亡くなってしまったという実感が湧かず、悲しいという感情との狭間にいる不思議な気持ち。栞の時と同じやり切れないとは少し違う空になる気持ち。

これから生きてゆくにつれてこれが増えるとなるとやはり辛い。そしていつかは慣れてしまってこの不思議な気持ちが残念、悲しいと1つの気持ちになってしまうのは辛い。

 

祖母の家が同じ街にあったから僕は根っからのおばあちゃんっ子だ。祖母の事をばあばと、祖父はじいじと、そして伯母さんの事はねえねと呼んでいた。 成長して呼び方を変えるのは恥ずかしいから最期までこうやって呼んでいた。 

幼少期の頃の記憶というものは水性ペンみたいに濃いけど薄くて、あまり覚えていない。 だけど何故か鮮明に覚えている下らない事がたまにあって、今になると色々と思う事がある。

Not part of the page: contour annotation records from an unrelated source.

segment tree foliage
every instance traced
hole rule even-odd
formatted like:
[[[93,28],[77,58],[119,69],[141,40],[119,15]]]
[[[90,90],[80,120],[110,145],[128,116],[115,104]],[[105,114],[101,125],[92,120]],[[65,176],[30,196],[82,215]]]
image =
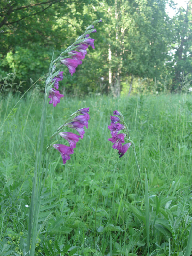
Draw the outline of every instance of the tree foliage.
[[[94,50],[89,50],[73,77],[63,68],[66,92],[118,95],[134,78],[156,83],[157,90],[163,84],[173,92],[180,90],[183,78],[190,81],[192,73],[191,4],[189,1],[186,10],[180,9],[171,19],[167,2],[2,0],[0,75],[16,72],[16,81],[25,81],[25,91],[30,79],[47,72],[53,49],[59,55],[88,25],[102,18],[97,33],[92,35]]]

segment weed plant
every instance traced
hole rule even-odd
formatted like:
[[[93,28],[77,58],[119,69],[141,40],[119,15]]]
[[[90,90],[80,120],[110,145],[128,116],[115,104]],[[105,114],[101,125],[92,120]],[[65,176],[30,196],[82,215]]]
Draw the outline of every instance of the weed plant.
[[[0,130],[1,255],[24,255],[43,98],[36,89],[27,94]],[[0,125],[18,100],[11,94],[1,99]],[[120,159],[108,140],[116,109],[123,113],[135,143],[144,188],[145,170],[148,178],[150,255],[184,255],[192,222],[192,97],[65,96],[56,111],[50,108],[45,147],[61,116],[85,106],[89,129],[76,154],[64,165],[51,151],[36,255],[68,255],[70,248],[85,256],[147,255],[133,152],[130,148]]]

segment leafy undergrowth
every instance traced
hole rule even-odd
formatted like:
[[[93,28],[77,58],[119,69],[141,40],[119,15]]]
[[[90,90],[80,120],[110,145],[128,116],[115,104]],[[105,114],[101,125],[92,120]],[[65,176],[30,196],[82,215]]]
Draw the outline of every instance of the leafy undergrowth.
[[[0,255],[24,255],[42,97],[21,101],[0,130]],[[0,103],[1,124],[16,102]],[[36,255],[145,255],[144,206],[130,148],[121,158],[108,141],[110,115],[123,113],[149,186],[150,252],[184,255],[192,222],[190,95],[66,98],[49,106],[45,147],[64,121],[89,106],[89,128],[63,165],[53,148]],[[27,207],[28,205],[29,207]]]

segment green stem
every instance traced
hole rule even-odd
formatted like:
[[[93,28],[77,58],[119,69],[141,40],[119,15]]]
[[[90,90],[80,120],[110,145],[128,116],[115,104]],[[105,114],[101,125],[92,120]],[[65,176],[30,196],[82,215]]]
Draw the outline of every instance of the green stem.
[[[145,206],[145,194],[144,193],[144,190],[143,189],[143,183],[142,183],[142,180],[141,179],[141,173],[140,171],[140,169],[139,169],[139,166],[138,164],[138,161],[137,161],[137,155],[136,155],[136,152],[135,152],[135,149],[134,148],[132,147],[133,150],[134,154],[135,155],[135,162],[136,162],[136,165],[137,166],[137,171],[138,172],[138,174],[139,174],[139,177],[140,180],[140,184],[141,184],[141,190],[142,191],[142,194],[143,194],[143,201],[144,201],[144,204]]]
[[[30,205],[30,211],[27,238],[27,253],[26,256],[28,256],[29,255],[29,252],[31,237],[32,233],[33,220],[34,220],[34,218],[35,220],[36,216],[36,214],[37,213],[37,208],[38,207],[38,204],[37,202],[38,201],[39,199],[38,198],[38,190],[39,189],[38,186],[37,185],[38,184],[39,182],[39,174],[40,172],[41,156],[43,151],[47,106],[48,95],[46,91],[46,90],[45,90],[45,93],[44,96],[36,152],[36,158],[35,165],[31,199]],[[37,179],[37,173],[38,173],[38,179]],[[36,232],[34,228],[33,229],[33,237],[35,236],[36,238]],[[31,251],[30,254],[30,256],[33,256],[33,253],[34,255],[34,252],[33,253],[32,251]]]

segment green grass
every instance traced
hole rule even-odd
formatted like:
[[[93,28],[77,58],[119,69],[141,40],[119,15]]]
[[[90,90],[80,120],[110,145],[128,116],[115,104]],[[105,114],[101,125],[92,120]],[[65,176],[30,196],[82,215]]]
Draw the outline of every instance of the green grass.
[[[1,100],[0,126],[19,99],[10,94]],[[0,130],[1,255],[25,255],[29,212],[25,205],[30,207],[43,100],[37,90],[27,94]],[[120,159],[107,140],[110,115],[117,109],[135,145],[144,190],[145,170],[148,178],[150,255],[184,255],[192,222],[192,97],[66,97],[56,107],[48,106],[45,149],[71,114],[87,107],[89,128],[71,159],[63,165],[52,149],[36,255],[53,255],[55,241],[61,250],[55,255],[64,255],[62,246],[68,244],[85,256],[147,255],[133,152],[130,148]]]

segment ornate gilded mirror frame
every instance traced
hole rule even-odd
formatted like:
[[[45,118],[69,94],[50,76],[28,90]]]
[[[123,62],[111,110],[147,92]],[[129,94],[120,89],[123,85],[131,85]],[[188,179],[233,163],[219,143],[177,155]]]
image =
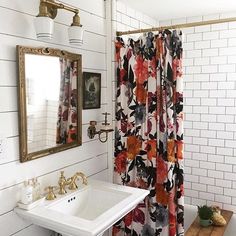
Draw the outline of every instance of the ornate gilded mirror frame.
[[[64,50],[54,48],[32,48],[17,45],[18,58],[18,101],[19,101],[19,134],[20,134],[20,161],[26,162],[47,156],[49,154],[57,153],[67,150],[69,148],[77,147],[82,144],[82,56],[79,54],[70,53]],[[27,132],[27,99],[26,99],[26,76],[25,76],[25,55],[43,55],[54,56],[63,59],[77,62],[77,129],[76,141],[60,144],[55,147],[46,148],[43,150],[29,152],[28,149],[28,132]],[[59,94],[58,94],[59,96]],[[56,136],[56,135],[55,135]],[[56,137],[55,137],[56,140]]]

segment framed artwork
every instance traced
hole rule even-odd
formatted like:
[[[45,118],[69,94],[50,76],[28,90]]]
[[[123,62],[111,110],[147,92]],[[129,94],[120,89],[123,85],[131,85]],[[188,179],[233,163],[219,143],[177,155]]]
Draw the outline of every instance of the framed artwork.
[[[83,109],[101,107],[101,74],[83,72]]]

土曜日は一日中祖母の家に預けられて母親は何処へ出掛けてしまってた。 それは辛い事ではなくとても嬉しいことであった。猫好きな祖母とは気が合うし、引き出しに入っている恐竜の積み木は面白かった。 お昼になると祖父にお弁当を届けに行こうと仕事場まで散歩をするのが習慣だった、仕事場に着くといつも「じいじに渡してきてね」と頼まれてたのを覚えてる。 孫に持って来られるのが嬉しいからだと思っていたけど、本当は会いたくないからだったのかもしれない。 夕方になると祖母は1時間だけ突然姿を消してしまうのだ。いつの間にか気配が無くなってしまってシーンとなってしまうからその時間がとても嫌だった。

集会へ出掛けてただけだったのだが何も言葉が無かった。

頑固なんだろう。それも大が付くほどの。 小さい頃は気付かなかった。いつも遊んでくれるし優しいのが幼少期の印象。 でも本当は1人で溜め込んで頑張り過ぎちゃうからストレスも溜まっていたのだろう。

そういう頑固なところは母親と継いで僕にも残っている気がします。

 

 

 

亡くなったと母親から連絡が来た時に、僕も兄も最初に感謝の気持ちを伝えたいと言ったのは、そういうことなんでしょう。

数え切れないほどの感謝があります、ゆっくりと休んでください。ありがとうございました。